Alcol e riduzione del danno: il tema – cui è dedicata la Summer School 2016 di Forum Droghe e Cnca nazionale e toscano, in programma dall’8 al 10 settembre a Firenze – è ricco di angolature e suggestioni.

L’interesse più immediato, dal punto di vista di chi opera nel campo dei servizi, è di rilanciare un modello operativo meno diffuso nel campo dell’alcol che delle droghe illegali. Il che è un paradosso, degno di approfondimento, se non ci limitiamo a vedere la riduzione del danno come un insieme di interventi non finalizzati all’astinenza, ma come un approccio di politiche pubbliche che discende da un preciso paradigma di lettura dei consumi e dei fattori che si ipotizza li influenzino. In questa prospettiva, è stato l’alcol, prima delle droghe illegali, al centro del conflitto fra paradigmi. Da un lato il modello “morale”, ma anche il modello “malattia”, focalizzato sull’alcolismo (cui si rifanno i famosi programmi dei “dodici passi”): ambedue orientati, seppur per ragioni diverse, al “consumo zero”. Dall’altro il paradigma dell’apprendimento sociale, che a differenza dei primi amplia lo sguardo oltre la farmacologia e la patologia individuale, riuscendo perciò a cogliere le differenze nei modelli del bere, sia rispetto ai livelli di rischio, che ai significati e ai rituali che il bere assume nei diversi contesti socioculturali (le “culture del bere”).

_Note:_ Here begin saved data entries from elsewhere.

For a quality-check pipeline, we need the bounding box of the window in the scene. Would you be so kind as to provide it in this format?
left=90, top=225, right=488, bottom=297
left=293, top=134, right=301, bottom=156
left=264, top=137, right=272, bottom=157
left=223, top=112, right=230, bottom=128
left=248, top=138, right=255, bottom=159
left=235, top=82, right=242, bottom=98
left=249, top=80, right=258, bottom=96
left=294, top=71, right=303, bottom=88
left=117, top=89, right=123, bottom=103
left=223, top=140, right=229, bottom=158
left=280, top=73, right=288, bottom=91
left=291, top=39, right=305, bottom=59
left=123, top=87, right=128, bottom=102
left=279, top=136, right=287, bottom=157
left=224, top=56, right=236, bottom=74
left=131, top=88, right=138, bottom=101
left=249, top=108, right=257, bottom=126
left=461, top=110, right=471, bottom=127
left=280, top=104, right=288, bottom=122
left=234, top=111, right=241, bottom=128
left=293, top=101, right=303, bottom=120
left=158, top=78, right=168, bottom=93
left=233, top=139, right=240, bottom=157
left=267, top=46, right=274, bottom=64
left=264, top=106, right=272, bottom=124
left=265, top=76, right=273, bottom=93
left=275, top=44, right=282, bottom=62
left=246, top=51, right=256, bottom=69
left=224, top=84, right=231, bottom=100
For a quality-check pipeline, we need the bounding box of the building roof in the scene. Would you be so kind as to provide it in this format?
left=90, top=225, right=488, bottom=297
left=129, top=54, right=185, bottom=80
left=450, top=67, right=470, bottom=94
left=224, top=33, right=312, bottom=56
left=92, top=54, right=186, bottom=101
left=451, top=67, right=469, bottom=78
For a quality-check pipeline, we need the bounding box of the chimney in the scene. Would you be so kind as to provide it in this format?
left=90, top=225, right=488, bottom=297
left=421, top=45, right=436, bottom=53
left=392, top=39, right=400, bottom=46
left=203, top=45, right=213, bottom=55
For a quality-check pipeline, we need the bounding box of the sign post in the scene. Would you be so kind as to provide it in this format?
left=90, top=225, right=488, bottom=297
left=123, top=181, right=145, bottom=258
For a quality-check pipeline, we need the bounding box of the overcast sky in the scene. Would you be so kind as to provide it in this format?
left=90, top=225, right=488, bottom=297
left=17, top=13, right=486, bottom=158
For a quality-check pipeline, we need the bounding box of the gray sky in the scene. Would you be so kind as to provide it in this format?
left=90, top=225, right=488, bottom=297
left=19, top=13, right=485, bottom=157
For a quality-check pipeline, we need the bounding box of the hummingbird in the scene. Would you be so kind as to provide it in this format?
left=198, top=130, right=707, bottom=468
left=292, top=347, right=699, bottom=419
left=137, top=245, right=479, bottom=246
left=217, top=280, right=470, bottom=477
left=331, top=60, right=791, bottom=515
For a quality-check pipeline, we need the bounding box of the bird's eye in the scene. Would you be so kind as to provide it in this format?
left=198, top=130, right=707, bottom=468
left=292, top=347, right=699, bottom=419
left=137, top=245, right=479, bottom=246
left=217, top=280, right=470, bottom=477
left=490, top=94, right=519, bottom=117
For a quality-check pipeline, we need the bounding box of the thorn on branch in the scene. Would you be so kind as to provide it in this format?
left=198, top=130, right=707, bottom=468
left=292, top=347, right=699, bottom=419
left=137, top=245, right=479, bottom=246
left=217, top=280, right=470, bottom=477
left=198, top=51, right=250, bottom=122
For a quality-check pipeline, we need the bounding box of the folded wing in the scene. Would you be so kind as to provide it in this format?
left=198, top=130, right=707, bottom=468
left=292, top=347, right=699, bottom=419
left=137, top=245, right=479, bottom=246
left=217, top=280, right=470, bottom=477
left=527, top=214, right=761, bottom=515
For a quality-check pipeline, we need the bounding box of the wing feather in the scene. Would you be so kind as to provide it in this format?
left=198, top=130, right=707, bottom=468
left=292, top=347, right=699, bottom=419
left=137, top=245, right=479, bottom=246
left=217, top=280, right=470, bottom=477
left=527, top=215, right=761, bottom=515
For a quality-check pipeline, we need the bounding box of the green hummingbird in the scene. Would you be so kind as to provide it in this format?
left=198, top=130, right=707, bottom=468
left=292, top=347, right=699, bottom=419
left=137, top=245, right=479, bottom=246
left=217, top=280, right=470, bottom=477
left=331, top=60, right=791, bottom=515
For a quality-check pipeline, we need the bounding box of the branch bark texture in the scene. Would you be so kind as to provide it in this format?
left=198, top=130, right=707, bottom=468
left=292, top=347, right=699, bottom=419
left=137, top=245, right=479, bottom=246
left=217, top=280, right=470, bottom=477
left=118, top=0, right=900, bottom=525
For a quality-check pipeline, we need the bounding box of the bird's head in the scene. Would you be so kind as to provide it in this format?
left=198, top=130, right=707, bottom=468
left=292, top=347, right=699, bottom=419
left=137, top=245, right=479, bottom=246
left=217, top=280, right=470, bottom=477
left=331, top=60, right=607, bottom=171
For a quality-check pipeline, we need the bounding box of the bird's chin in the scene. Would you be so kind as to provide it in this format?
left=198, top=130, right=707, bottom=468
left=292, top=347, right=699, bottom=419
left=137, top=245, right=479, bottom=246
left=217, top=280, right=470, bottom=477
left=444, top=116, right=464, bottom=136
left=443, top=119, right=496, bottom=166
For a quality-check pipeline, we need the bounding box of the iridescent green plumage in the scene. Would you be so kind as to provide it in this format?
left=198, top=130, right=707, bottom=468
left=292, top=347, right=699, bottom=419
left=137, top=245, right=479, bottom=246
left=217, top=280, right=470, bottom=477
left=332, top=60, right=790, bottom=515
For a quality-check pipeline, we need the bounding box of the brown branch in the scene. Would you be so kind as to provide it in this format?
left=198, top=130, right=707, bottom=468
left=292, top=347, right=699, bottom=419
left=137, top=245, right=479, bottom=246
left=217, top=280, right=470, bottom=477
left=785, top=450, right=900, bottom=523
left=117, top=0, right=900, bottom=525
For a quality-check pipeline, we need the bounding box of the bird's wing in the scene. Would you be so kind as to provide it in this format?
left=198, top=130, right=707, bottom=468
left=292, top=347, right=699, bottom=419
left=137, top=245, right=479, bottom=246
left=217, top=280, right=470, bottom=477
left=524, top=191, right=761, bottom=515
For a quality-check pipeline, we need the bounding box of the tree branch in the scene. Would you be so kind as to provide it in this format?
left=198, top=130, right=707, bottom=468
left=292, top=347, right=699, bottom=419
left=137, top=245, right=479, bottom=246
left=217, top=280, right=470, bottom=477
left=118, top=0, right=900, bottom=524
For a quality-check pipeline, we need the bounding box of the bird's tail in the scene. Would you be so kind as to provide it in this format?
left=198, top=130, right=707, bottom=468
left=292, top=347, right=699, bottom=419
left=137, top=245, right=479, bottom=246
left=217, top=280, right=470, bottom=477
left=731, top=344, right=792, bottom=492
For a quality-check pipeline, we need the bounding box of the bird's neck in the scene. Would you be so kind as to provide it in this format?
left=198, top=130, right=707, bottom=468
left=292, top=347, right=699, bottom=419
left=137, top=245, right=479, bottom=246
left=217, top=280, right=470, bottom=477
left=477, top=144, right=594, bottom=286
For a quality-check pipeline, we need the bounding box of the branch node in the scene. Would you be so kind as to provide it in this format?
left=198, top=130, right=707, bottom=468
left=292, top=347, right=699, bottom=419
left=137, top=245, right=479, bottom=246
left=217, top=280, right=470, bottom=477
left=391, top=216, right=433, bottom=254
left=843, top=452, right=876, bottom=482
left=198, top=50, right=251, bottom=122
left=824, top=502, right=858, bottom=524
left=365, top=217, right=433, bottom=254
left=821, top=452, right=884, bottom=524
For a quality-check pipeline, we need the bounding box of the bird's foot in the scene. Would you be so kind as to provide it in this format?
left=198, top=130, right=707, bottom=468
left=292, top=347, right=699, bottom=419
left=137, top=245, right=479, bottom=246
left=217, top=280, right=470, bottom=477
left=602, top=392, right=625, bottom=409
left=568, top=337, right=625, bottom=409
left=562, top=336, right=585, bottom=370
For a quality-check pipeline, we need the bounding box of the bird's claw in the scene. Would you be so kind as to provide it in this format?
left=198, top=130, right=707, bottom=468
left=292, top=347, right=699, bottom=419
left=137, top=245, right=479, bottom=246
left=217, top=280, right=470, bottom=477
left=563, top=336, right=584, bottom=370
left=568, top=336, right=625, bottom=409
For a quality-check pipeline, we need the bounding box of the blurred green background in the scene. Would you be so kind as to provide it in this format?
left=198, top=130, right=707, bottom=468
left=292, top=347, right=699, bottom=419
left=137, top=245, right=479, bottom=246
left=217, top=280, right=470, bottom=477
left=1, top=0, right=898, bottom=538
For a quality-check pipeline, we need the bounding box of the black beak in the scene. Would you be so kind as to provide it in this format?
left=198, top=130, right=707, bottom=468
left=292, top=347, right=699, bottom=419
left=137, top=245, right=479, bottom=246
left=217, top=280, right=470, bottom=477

Da qui il cambio di obiettivi delle politiche pubbliche, dalla riduzione della prevalenza dei consumi nella popolazione, alla promozione del “bere più sicuro”; ma anche il cambio di obiettivi nei servizi, dall’astinenza come imperativo unico, a una pluralità di cambiamenti in positivo, nel modello del bere ma anche nell’intera struttura di vita della persona.

Questo conflitto esplode già negli anni settanta e ottanta, quando, specie per iniziativa di due psicologi statunitensi, Mark e Linda Sobell, si cominciano a ideare e valutare programmi finalizzati al “bere controllato”: suscitando violente reazioni, tanto che il lavoro dei Sobell è stato tacciato addirittura di “frode”. Tale era ancora radicata l’ideologia dell’alcol come “demonio”, propria del movimento della Temperanza, a oltre mezzo secolo dalla fine del proibizionismo.

Oggi sappiamo, anche dalla ricerca epidemiologica, che per i bevitori “fuori controllo”, compresi quelli diagnosticati come alcolisti, il ritorno a modelli controllati del bere è non solo un esito possibile, ma anche quello più comune. È bene però ribadire che la riduzione del danno non si esaurisce nell’apprezzamento del “bere controllato” quale obiettivo in ambito clinico: ciò è semmai l’esito di un approccio che, a differenza dei precedenti, si concentra sulle risorse “naturali” dei contesti sociali e degli individui nel “tenere sotto controllo” il bere (o nel riconquistare il controllo quando si sia indebolito). Da qui l’importanza attribuita alla ricerca sul cosiddetto natural recovery delle persone che attraversano periodi di bere intensivo e che li superano cambiando il loro comportamento senza l’aiuto dei servizi. Al tema dei percorsi di self change sarà perciò dedicato l’intervento del sociologo Harald Klingemann, uno dei più importanti studiosi nel campo.

L’alcol è dunque un osservatorio privilegiato per l’approccio di riduzione del danno, poiché, a differenza che per le droghe illegali, le regole informali all’uso sicuro hanno la possibilità di circolare liberamente. Non è un caso che negli anni settanta Norman Zinberg, per elaborare il nuovo paradigma dell’apprendimento sociale centrato sulle culture dell’uso come fondamentale fattore di “controllo”, proprio dall’alcol, in quanto sostanza acculturata per eccellenza, prenda ispirazione.